Namun demikian menurut Maruarar, OJK tetap bisa diintervensi oleh politisi, penguasa dan pengusaha. Dan, ketiga kelompok yang mengintervensi ini berarti mempunyai masalah dengan keuangannya. “Kalau pengusaha tidak masalah dengan usahanya, politisi juga tidak masalah dengan kekayaannya di bank, dan penguasa juga tidak bermasalah dengan keuangannya, maka tidak perlu melakukan intervensi. Jadi, mengintervensi OJK berarti ada masalah dengan keuangan yang dimilikinya,” katanya.

Menyinggung calon anggota OJK yang akan dipilih, apakah 14 orang itu merupakan orang-orang yang bersih dan terlepas dari kepetningan politik, Maruarar dan Qosasih menegaskan bahwa DPR RI tidak main-main dengan OJK ini. Tapi, kalau ternyata dari yang terpilih itu nantinya bermasalah, kesalahan tidak bisa diberikan pada DPR RI, karena sebelumnya ke-14 calon itu sudah ditentukan oleh panitia seleksi (Pansel). Oleh sebab itu pihaknya meminta agar rapat-rapat OJK di DPR dilakukan secara terbuka agar mendapat pengawasan dari masyarakat. “Rapat harus terbuka, dan kalau perlu ada kontrak politik soal keuangan negara ini,” ujarnya.

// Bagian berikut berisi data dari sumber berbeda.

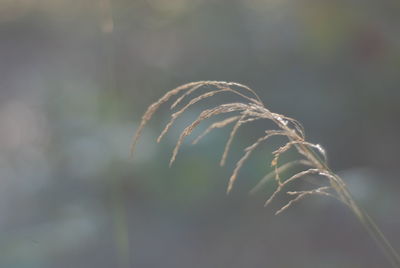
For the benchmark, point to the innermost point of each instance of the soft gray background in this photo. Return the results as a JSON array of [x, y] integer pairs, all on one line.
[[75, 77]]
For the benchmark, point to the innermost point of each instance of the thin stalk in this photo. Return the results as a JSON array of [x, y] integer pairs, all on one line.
[[368, 223], [345, 196]]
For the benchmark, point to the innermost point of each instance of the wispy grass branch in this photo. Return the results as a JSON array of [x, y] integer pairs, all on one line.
[[252, 108]]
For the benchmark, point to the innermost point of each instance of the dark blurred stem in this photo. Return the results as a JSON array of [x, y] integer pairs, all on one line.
[[121, 230]]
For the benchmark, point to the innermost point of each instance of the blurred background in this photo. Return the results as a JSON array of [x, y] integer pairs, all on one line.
[[76, 76]]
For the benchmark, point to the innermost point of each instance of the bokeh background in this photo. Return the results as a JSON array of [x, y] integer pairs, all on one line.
[[76, 76]]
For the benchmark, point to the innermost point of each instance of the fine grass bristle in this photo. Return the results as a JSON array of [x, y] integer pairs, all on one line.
[[311, 155], [248, 111]]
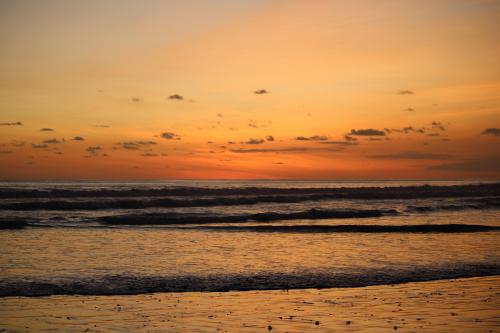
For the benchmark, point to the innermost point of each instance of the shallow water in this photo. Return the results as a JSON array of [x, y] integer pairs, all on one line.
[[246, 246]]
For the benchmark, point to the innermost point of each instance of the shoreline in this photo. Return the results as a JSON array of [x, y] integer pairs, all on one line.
[[465, 305]]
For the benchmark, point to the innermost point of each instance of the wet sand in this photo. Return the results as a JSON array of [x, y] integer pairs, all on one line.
[[461, 305]]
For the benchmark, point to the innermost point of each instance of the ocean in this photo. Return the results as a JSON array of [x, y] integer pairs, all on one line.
[[134, 237]]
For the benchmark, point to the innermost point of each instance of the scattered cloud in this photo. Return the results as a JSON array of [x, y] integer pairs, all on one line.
[[347, 137], [52, 141], [135, 145], [39, 146], [367, 132], [176, 97], [17, 123], [93, 149], [254, 142], [269, 138], [340, 143], [438, 125], [170, 136], [412, 155], [312, 138], [491, 131]]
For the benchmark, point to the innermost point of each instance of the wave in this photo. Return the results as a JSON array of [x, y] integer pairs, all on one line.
[[358, 228], [179, 218], [126, 284], [400, 192], [62, 205]]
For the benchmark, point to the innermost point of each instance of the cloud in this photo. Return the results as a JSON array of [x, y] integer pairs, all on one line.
[[93, 149], [270, 150], [438, 125], [39, 146], [340, 143], [312, 138], [134, 145], [176, 97], [367, 132], [269, 138], [17, 123], [347, 137], [412, 155], [491, 131], [254, 142], [52, 141], [170, 136], [480, 164]]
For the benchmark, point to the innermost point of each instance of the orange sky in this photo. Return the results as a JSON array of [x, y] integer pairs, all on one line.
[[250, 89]]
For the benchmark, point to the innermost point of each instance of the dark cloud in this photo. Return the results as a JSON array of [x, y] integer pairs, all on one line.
[[134, 145], [18, 144], [312, 138], [414, 130], [176, 97], [93, 149], [474, 165], [438, 125], [17, 123], [412, 155], [270, 150], [170, 136], [340, 143], [492, 131], [39, 146], [347, 137], [254, 141], [285, 150], [269, 138], [52, 141], [367, 132]]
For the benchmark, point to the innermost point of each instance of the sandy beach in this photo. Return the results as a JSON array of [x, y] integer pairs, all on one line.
[[460, 305]]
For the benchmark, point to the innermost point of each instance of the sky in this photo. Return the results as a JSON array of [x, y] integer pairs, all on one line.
[[233, 89]]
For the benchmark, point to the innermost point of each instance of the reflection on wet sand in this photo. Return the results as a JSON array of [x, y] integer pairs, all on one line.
[[465, 305]]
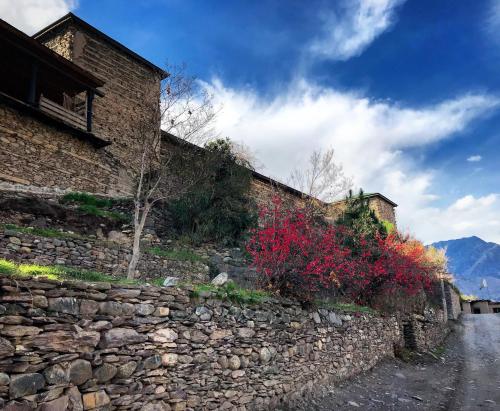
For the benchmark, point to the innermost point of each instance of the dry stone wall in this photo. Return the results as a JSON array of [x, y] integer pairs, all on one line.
[[81, 346], [96, 255]]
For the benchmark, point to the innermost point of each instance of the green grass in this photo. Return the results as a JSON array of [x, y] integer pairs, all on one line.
[[94, 210], [182, 254], [347, 307], [88, 199], [232, 293], [58, 272], [42, 232]]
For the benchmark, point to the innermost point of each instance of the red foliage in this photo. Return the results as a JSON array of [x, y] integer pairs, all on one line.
[[296, 256]]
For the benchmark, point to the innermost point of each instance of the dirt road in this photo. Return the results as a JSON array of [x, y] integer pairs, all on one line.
[[464, 377], [479, 385]]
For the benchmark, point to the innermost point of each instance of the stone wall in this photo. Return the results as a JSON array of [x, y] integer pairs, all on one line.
[[35, 154], [96, 255], [131, 89], [146, 348]]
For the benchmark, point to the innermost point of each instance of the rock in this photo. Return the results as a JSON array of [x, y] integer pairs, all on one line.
[[95, 400], [105, 372], [161, 312], [152, 362], [4, 379], [79, 371], [118, 337], [234, 362], [204, 313], [56, 374], [126, 370], [169, 359], [40, 301], [67, 305], [25, 384], [75, 399], [165, 335], [220, 279], [145, 309], [6, 348], [265, 355], [59, 404], [245, 332], [118, 237], [170, 282]]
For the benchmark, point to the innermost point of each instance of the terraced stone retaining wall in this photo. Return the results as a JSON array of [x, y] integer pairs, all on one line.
[[85, 346]]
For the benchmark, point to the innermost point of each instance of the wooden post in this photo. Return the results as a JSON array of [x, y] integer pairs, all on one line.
[[33, 81], [90, 99]]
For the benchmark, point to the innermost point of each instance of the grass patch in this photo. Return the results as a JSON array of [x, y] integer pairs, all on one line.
[[58, 272], [231, 292], [90, 209], [347, 307], [88, 199], [42, 232], [182, 254]]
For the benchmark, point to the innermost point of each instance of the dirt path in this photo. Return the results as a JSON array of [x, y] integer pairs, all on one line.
[[479, 387], [464, 377]]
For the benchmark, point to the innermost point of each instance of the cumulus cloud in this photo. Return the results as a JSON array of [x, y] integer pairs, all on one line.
[[32, 15], [348, 32], [474, 159], [370, 138]]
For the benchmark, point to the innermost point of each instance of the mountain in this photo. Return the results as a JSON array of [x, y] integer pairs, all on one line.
[[470, 261]]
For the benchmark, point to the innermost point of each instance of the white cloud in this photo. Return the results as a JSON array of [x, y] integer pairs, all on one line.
[[474, 159], [32, 15], [348, 33], [370, 139]]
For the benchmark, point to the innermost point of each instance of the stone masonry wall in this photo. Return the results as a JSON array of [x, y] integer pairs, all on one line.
[[131, 90], [74, 346], [96, 255], [34, 154]]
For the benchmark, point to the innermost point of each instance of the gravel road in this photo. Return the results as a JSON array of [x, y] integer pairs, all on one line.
[[465, 377]]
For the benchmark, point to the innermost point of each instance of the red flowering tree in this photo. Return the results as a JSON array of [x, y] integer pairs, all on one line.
[[296, 255]]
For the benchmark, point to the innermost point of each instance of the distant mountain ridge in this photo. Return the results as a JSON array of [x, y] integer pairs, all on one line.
[[471, 260]]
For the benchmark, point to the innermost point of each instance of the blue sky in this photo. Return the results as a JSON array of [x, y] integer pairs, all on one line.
[[406, 92]]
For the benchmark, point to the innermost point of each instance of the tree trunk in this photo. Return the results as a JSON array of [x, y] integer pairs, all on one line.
[[139, 221]]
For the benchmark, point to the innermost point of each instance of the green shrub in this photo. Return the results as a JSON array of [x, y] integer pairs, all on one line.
[[90, 209], [183, 254], [42, 232], [218, 207], [88, 199]]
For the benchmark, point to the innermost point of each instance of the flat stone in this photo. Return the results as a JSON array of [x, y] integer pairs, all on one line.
[[79, 371], [126, 370], [67, 305], [118, 337], [25, 384], [145, 309], [171, 281], [166, 335], [153, 362], [56, 374], [95, 400], [6, 348], [105, 372], [220, 279]]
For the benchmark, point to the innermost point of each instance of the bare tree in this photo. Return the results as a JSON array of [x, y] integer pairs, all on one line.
[[183, 109], [323, 179]]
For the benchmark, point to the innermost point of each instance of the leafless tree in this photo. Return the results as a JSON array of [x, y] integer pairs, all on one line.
[[184, 109], [323, 179]]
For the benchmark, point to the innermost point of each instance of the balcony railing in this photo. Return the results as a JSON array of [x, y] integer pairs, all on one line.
[[64, 114]]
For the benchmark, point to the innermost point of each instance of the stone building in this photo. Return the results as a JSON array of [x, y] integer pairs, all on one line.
[[71, 99]]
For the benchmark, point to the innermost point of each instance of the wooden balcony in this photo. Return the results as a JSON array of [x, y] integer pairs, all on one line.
[[68, 116]]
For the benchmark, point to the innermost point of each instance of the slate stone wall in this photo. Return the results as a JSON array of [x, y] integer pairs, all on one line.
[[80, 346]]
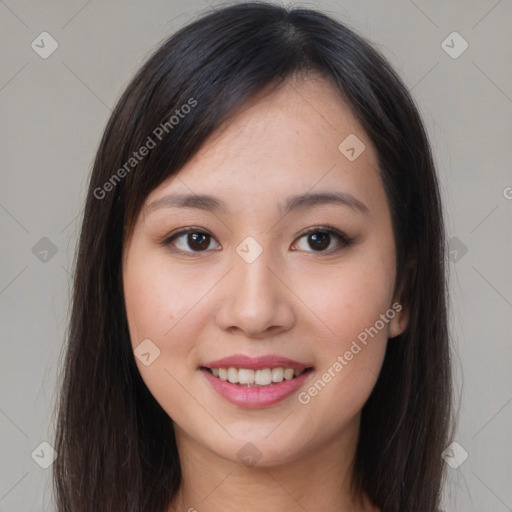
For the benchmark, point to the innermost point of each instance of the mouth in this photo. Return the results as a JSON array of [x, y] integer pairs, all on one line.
[[256, 378]]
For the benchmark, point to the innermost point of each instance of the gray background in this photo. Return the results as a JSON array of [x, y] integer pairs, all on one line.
[[54, 110]]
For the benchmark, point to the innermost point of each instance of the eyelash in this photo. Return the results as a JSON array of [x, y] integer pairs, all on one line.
[[341, 237]]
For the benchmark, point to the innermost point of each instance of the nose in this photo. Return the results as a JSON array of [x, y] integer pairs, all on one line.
[[256, 303]]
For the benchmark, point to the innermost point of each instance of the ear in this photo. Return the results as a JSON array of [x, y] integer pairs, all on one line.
[[400, 321], [401, 305]]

Yang pasti menurut Maruarar, anggota OJK itu tidak boleh mempunyai beban masa lalu, karena hal itu justru akan menyandera dirinya dalam bertugas. Selain itu harus profesional, independensinya tinggi, berani, berkarakter dan lebih mengutamakan kehilangan jabatan daripada kepercayaan rakyat. “Juga memiliki nasionalisme, integritas dan keperibadian yang kuat,” sambung Qosasih.

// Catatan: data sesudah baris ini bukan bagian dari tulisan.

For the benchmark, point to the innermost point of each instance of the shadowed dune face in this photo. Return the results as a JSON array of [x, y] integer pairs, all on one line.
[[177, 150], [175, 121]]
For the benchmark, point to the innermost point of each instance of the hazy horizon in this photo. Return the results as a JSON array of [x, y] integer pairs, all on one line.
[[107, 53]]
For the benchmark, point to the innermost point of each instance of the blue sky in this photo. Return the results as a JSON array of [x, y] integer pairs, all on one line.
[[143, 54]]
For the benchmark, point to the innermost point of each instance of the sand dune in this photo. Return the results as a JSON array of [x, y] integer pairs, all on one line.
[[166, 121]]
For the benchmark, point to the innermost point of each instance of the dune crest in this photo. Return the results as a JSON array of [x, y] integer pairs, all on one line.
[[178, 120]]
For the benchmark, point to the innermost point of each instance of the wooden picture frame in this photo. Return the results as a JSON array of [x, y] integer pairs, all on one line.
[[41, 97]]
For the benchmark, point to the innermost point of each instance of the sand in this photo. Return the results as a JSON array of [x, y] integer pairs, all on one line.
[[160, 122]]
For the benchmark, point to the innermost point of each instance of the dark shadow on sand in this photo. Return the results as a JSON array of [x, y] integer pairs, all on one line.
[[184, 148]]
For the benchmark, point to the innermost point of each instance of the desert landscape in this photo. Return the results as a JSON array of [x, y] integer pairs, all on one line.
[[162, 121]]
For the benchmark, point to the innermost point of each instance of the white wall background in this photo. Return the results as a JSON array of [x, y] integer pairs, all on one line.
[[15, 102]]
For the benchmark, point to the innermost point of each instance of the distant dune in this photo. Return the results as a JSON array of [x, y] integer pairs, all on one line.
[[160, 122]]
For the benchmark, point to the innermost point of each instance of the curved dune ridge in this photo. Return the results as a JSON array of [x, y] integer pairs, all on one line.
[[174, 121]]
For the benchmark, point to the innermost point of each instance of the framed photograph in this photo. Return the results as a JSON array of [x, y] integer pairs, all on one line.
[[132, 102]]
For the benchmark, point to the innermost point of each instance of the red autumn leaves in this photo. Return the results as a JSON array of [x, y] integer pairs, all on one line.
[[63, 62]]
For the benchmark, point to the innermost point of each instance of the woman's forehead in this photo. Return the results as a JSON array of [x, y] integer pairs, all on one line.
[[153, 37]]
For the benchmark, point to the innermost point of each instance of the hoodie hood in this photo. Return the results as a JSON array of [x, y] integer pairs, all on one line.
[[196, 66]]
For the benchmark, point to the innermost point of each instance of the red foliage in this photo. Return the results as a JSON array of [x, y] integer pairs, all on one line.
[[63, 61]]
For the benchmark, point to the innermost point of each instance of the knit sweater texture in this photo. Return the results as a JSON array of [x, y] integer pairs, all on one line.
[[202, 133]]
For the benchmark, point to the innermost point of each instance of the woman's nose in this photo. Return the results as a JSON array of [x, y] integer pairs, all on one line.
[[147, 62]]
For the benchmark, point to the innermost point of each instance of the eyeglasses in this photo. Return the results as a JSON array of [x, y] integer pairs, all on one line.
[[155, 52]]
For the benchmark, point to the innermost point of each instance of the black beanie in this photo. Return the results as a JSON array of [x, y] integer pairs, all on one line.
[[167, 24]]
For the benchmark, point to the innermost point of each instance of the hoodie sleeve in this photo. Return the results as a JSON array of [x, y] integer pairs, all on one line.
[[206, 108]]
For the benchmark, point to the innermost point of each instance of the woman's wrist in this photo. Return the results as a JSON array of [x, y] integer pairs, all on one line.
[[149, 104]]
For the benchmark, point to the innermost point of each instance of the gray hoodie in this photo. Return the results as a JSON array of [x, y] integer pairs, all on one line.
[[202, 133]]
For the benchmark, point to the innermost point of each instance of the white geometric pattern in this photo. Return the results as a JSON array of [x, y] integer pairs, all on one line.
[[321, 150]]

Ahsanul Qosasi meminta dalam revisi UU keuangan tersebut khususnya pengaturan bagi asing, maksimal kepemilikan asing itu sebesar 49 %. “Bukan seperti sekarang ini yang mencapai 99 %. Malaysia saja 39 % dan China hanya 10 %. Insya Allah dengan sistem keuangan yang baru dan OJK nanti, Indonesia akan mampu menghadapi krisis seperti skandal bank Century, karena krisis itu kuncinya pada transaksi keuangan dan perdagangan. Selama kedua hal itu tidak masalah, maka negara ini tak akan terpengaruh krisis Eropa,” ujarnya.

Robertus berharap OJK nanti harus mampu melindungi nasabah dan pembeli produk-produk jasa keuangan. Melihat dalam kasus Ibu Mirta Kartohardjo, yang uangnya Rp 22 miliar tiba-tiba hilang di City Bank dan sampai hari ini belum dikembalikan, ini antara lain akibat tidak ada aturan yang jelas soal bank asing di Indonesia. “Masak direksi city bank di Jakarta masih harus konsultasi dengan Amerika untuk mengambil keputusan,” katanya kecewa.

Namun, Maruarar dan Qosasi menjamin bahwa dana nasabah Citibank pasti akan kembali, karena sudah ada kesepakatan dengan DPR dan pemerintah. Sedangkan dalam kasus bank Mega, DPR menyerahkan pada proses hukum. “Kalau hukum menegaskan, bank Mega harus mengembalikan, maka uang nasabah itu wajib dikembalikan,” tambah Qosasi.